A kind man in back of them, in trying to make casual conversation, asked Cary, “And where does your daddy work?”
“He’s in prison,” Cary replied curtly.
Remembering that story made Rose and Cary again chuckle.
“But this is different …” Rose suddenly broke into what usually was a healing remembrance. “Let’s never repeat that crap about escaping a nursing home again. It’s so nasty. We’re both adults. I don’t want to reinforce stereotypes.”
“It was an off-handed joke, Mom. Just something light to make an uneasy situation for someone a little easier.”
“I don’t know about that. Maybe you have a future as a standup comic.”
Both broke into a grin.
"Mom," Cary said carefully, "I won’t use that comment again if you find it that hurtful.”
Rose glanced away and bit her lip before turning back with a determined expression. "I want to be an adult in your eyes, not your dependent child."
“Of course, you’re an adult!
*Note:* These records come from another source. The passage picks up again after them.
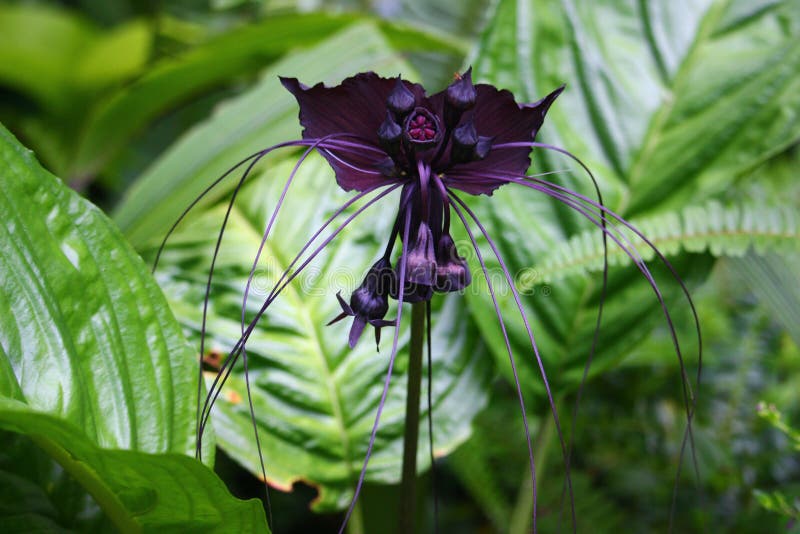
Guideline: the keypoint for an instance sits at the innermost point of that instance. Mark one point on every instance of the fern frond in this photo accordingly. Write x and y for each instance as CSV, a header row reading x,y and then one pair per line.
x,y
722,230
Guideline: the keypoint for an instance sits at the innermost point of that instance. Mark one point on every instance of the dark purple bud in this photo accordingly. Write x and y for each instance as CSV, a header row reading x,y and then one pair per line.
x,y
422,128
401,100
465,139
461,94
387,167
370,299
421,259
412,292
369,302
483,147
452,271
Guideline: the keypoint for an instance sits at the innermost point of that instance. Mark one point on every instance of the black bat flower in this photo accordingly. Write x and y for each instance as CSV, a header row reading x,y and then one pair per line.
x,y
427,144
380,135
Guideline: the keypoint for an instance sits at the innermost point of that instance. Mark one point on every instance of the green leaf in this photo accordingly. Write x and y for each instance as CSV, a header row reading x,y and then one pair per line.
x,y
670,105
83,326
138,492
722,230
315,400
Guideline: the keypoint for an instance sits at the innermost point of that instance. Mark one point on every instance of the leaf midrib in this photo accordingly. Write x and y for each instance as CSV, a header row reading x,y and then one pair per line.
x,y
313,335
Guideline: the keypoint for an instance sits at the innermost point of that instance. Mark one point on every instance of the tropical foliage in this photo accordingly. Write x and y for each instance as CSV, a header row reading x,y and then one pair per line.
x,y
687,112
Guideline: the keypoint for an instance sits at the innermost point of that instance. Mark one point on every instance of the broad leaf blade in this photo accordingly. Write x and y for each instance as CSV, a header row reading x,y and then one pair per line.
x,y
315,400
263,116
664,103
137,491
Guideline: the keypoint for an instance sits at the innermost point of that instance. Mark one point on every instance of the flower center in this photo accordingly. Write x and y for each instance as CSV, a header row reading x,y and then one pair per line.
x,y
421,126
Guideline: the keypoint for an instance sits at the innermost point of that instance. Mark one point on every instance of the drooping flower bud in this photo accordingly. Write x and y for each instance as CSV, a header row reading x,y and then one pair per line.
x,y
459,97
421,258
483,147
400,100
461,94
369,302
452,271
371,299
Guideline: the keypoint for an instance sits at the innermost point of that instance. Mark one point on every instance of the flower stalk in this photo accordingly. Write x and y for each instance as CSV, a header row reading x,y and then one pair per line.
x,y
408,483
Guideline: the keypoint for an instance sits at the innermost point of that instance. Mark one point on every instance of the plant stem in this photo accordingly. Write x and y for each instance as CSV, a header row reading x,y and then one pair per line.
x,y
523,510
408,495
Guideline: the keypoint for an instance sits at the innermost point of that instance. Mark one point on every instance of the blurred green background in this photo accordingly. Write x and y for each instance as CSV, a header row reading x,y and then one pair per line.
x,y
688,112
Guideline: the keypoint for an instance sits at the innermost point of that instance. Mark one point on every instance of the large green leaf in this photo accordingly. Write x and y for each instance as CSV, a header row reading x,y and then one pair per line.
x,y
668,105
263,116
240,51
138,492
88,342
314,399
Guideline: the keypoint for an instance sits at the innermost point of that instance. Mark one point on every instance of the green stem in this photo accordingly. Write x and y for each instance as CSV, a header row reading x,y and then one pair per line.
x,y
523,509
408,495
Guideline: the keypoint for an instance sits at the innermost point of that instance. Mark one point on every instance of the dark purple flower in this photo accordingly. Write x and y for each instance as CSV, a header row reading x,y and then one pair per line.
x,y
381,135
396,134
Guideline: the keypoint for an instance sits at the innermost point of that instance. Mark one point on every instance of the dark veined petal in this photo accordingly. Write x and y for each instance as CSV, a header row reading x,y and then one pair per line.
x,y
497,116
355,108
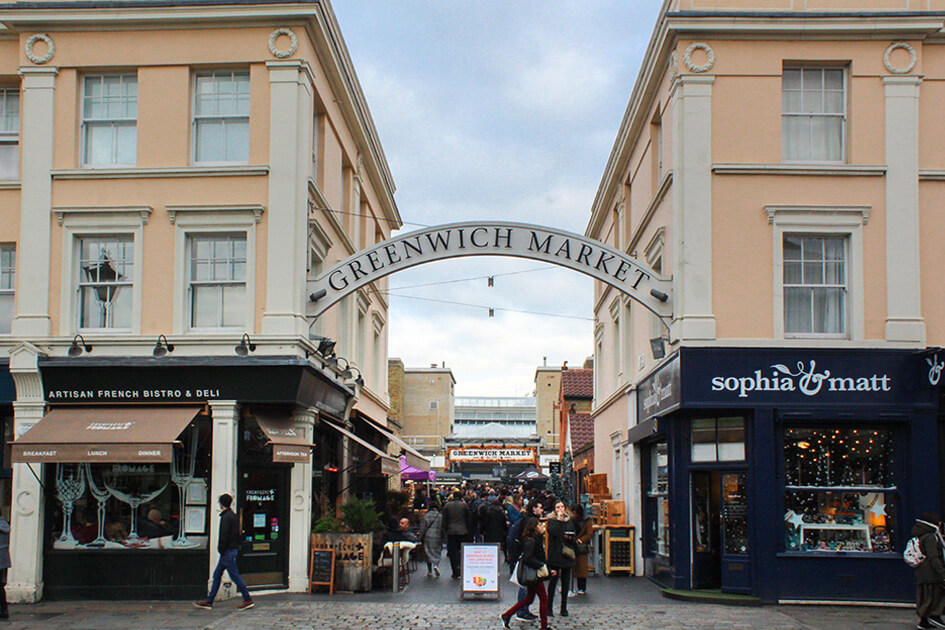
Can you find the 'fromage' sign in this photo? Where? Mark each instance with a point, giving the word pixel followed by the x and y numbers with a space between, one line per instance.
pixel 804 377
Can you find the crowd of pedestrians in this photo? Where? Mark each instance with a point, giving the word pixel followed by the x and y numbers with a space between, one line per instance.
pixel 533 528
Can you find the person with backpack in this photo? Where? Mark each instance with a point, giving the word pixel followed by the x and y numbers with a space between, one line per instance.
pixel 929 571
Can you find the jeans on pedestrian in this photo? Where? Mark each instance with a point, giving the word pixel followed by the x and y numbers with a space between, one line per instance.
pixel 538 588
pixel 564 573
pixel 227 562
You've been through so much since Dad passed away. I just want to be helpful where I can be with this arthritis thing.”
“Honey, we’re both learning how to handle my new situation,” Rose admitted, feeling a weight lift off her chest that she didn't even know was there. She had not lost her ability to be her own best advocate in her family after all. And, instead, she had affirmed that she had a solid sidekick.
Rose’s takeaway tip from her story: Use your senior insight to advocate for your own best interest.